Market Day
Nancy Maybin Ferguson
Oil on board, 11 5/8 x 11 5/8 inches
Monogrammed "NMF" lower right
Framed in 22k gold reproduction
Market Day
Nancy Maybin Ferguson
Oil on board, 11 5/8 x 11 5/8 inches
Monogrammed "NMF" lower right
Framed in 22k gold reproduction
A plein-air painter known for her colorful townscapes, street scenes and genre depictions of Provincetown, and Truro, Massachusetts, Nancy Maybin Ferguson (1872 - 1967) studied with academic realists Charles Hawthorne and William Merritt Chase at the Pennsylvania Academy of the Fine Arts, Philadelphia, in 1902-1903 and 1907-1912. By the 1920s, Ferguson had gravitated toward the fauvist-inspired work of Arthur Carles and other modernists active at the Academy. Ferguson won fellowships from the Academy in 1909 and 1929, and prizes in 1911 and 1916. She was an active member of the Philadelphia Ten, a group of women artists who exhibited through World War II. Her work was included in a 1998 exhibition, The Philadelphia Ten: A Women's Artist Group 1917-1945, at the Westmoreland Museum of American Art, Greensburg, Pennsylvania.

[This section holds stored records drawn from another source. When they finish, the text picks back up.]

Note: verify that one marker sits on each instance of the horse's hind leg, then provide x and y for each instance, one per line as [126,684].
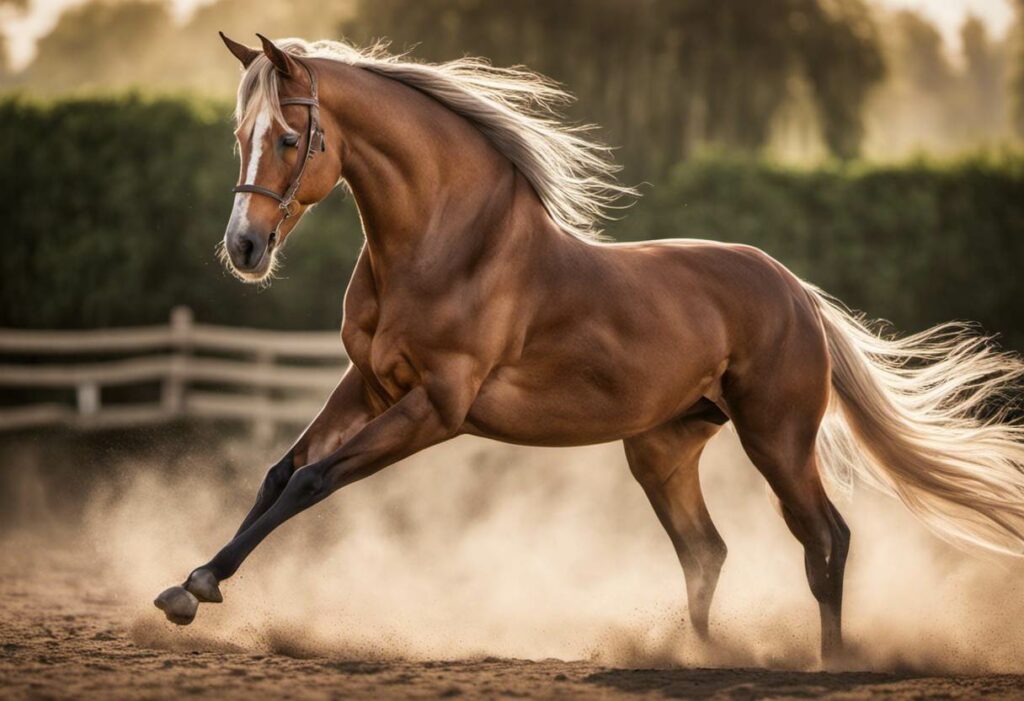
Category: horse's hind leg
[777,414]
[665,463]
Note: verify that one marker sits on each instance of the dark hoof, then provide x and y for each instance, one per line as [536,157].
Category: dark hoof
[178,605]
[204,585]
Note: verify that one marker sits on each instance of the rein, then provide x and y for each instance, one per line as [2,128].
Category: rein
[314,144]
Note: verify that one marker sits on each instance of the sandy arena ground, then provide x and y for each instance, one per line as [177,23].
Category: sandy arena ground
[65,638]
[474,572]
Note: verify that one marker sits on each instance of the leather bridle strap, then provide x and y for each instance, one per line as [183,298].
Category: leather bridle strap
[314,143]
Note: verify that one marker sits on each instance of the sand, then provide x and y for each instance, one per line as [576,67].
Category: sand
[475,571]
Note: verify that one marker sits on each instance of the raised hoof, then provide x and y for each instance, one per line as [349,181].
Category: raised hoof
[204,586]
[178,605]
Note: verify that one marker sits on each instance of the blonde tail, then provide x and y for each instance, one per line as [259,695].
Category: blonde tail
[926,419]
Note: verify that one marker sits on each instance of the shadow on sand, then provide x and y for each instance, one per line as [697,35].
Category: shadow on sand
[741,684]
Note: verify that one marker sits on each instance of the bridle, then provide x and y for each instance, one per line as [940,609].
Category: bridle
[314,144]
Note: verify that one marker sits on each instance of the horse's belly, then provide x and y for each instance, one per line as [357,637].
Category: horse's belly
[579,409]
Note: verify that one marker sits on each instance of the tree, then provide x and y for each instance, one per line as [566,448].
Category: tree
[663,77]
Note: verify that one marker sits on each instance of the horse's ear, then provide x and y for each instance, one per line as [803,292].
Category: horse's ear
[244,53]
[280,58]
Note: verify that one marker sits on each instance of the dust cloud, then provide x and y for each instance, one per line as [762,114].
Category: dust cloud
[475,549]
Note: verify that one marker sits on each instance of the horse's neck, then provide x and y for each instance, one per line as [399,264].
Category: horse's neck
[427,183]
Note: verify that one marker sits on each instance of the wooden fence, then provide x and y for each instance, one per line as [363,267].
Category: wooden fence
[267,378]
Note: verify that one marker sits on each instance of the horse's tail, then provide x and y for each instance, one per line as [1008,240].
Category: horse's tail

A book of the same title by Page Talbott and Patricia Tanis Sydney, with an essay on each artist, was written for the exhibition which traveled to Pittsburgh, Pennsylvania; Fort Lauderdale, Florida; Albany, Texas; Concord, Massachusetts; and Doylestown, Pennsylvania. Nancy Maybin Ferguson exhibited at the Art Institute of Chicago, Illinois; National Academy of Design, New York City; Buffalo Fine Arts Museum, New York; and Philadelphia Men's Club, where she received a gold medal. She also exhibited her paintings from 1914 through 1945 at the Corcoran Gallery of Art, Washington, D.C.; and in 1949 at the Pennsylvania Academy of the Fine Arts, Philadelphia.